With its white-washed walls, rustic floors, and straw chairs one can easily mistaken the few yards from the brick sidewalk to the front door as the 4,000 mile flight from Boston to Greece. Aqua glass bottles of water perch on taverna tables. The walls are lined with black and white photos of Zorba the Greek's soulful smile, and other familiar faces of Greek Hollywood and beyond. When evening sets in, the soft glow above the sparkling, marble bar transports its patrons to the Greece we long for, or see in our dreams.

Kava Neo-Taverna, named after the Greek slang word for wine cellar, is nestled in a quiet neighborhood in the South End. The bar’s shelves, strung with woven rope and adorned with familiar Greek charms, house impressive, authentic Greek spirits. Fix, a favorite beer of Greece, and traditional Ouzo liquor and Tsipouro brandy dominate the menu. Delectable wines hail from the islands of Santorini and Crete and cocktails are fresh, light, spins on European favorites and Greek loves combined.

Traditonal Lavraki (sea bass) is prepared exactly as it should be: served whole, grilled in the authentic lemon and olive oil flavors of our childhood, on beaches around the gems of the Mediterranean. Order mezedes, to share for the table, and feast your eyes on the bursting reds, yellows, and greens of a Horitatiki (village) salad, with a sprig of fragrant oregano for garnish. The Octapodi is tender and juicy, and tastes of Aegean shores. It’s the octopus we’ve had under the shade after hours in the waves, the salt kissing our skin.

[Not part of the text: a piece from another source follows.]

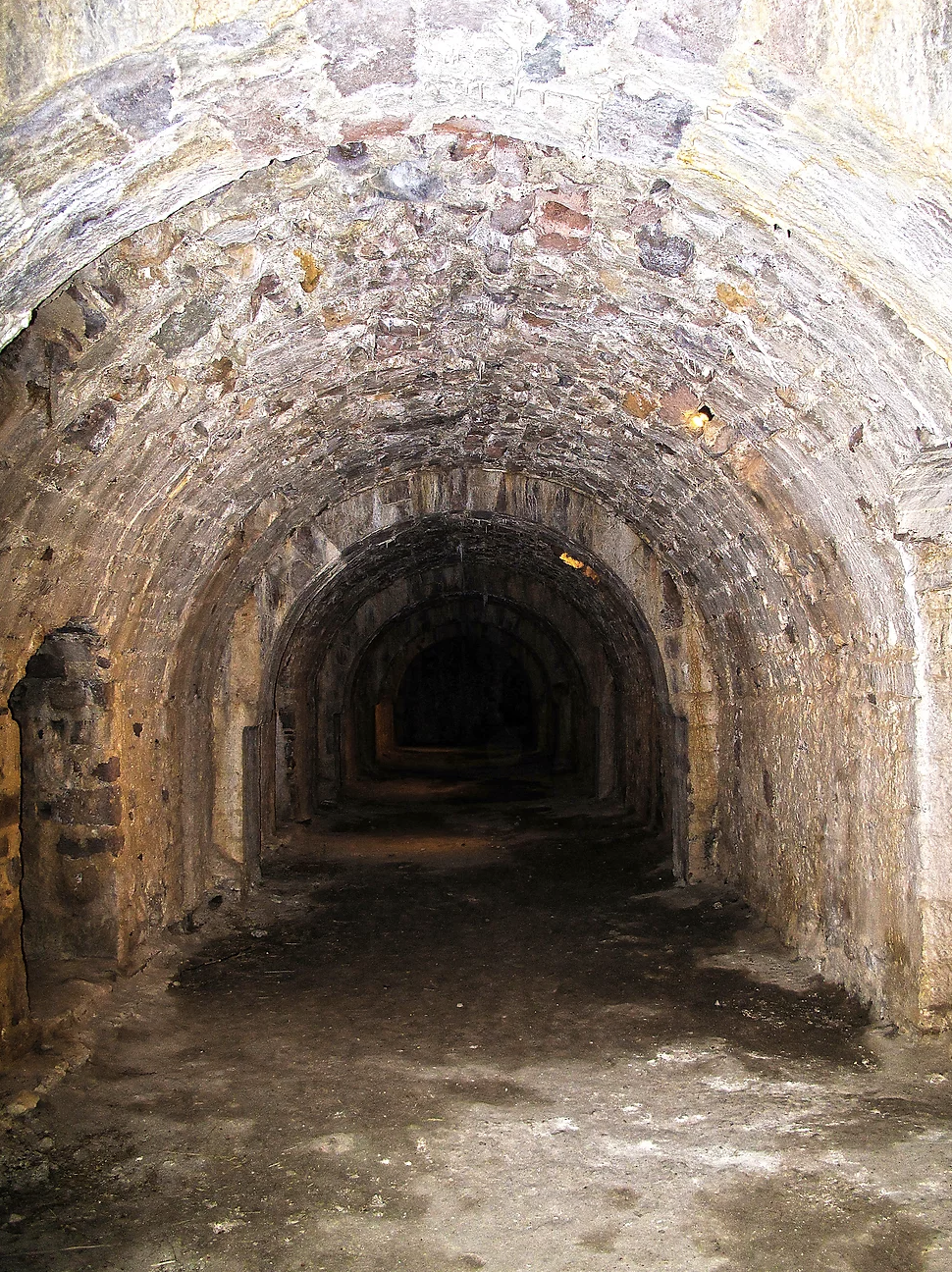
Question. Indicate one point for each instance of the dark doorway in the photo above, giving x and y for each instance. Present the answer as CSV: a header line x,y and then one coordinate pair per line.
x,y
466,691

Everything on the menu is superb, but other favorites include the stifado, beef short with cipollini onion and a rich demi glace. Its unique flavors come from the clay pot it’s baked in, marrying the aromas of the vegetables and meat together. With spices and produce imported from Greece as much as possible, it’s hard not to taste a traditional, rural garden in every morsel.

Kava is about more than the flavors bursting from its white, Greek-island dishes. It’s about the experience. It’s nostalgia, a dream, an August dusk on Paros island. Kava has captured the quaint feeling of a traditional Greek “magazi,” in a bustling American city. Both soulful Rempetadiko taverna (Monday night hosts a live bouzouki player), and chic, wine bar, it’s the essence of not just Greece, but Ellada.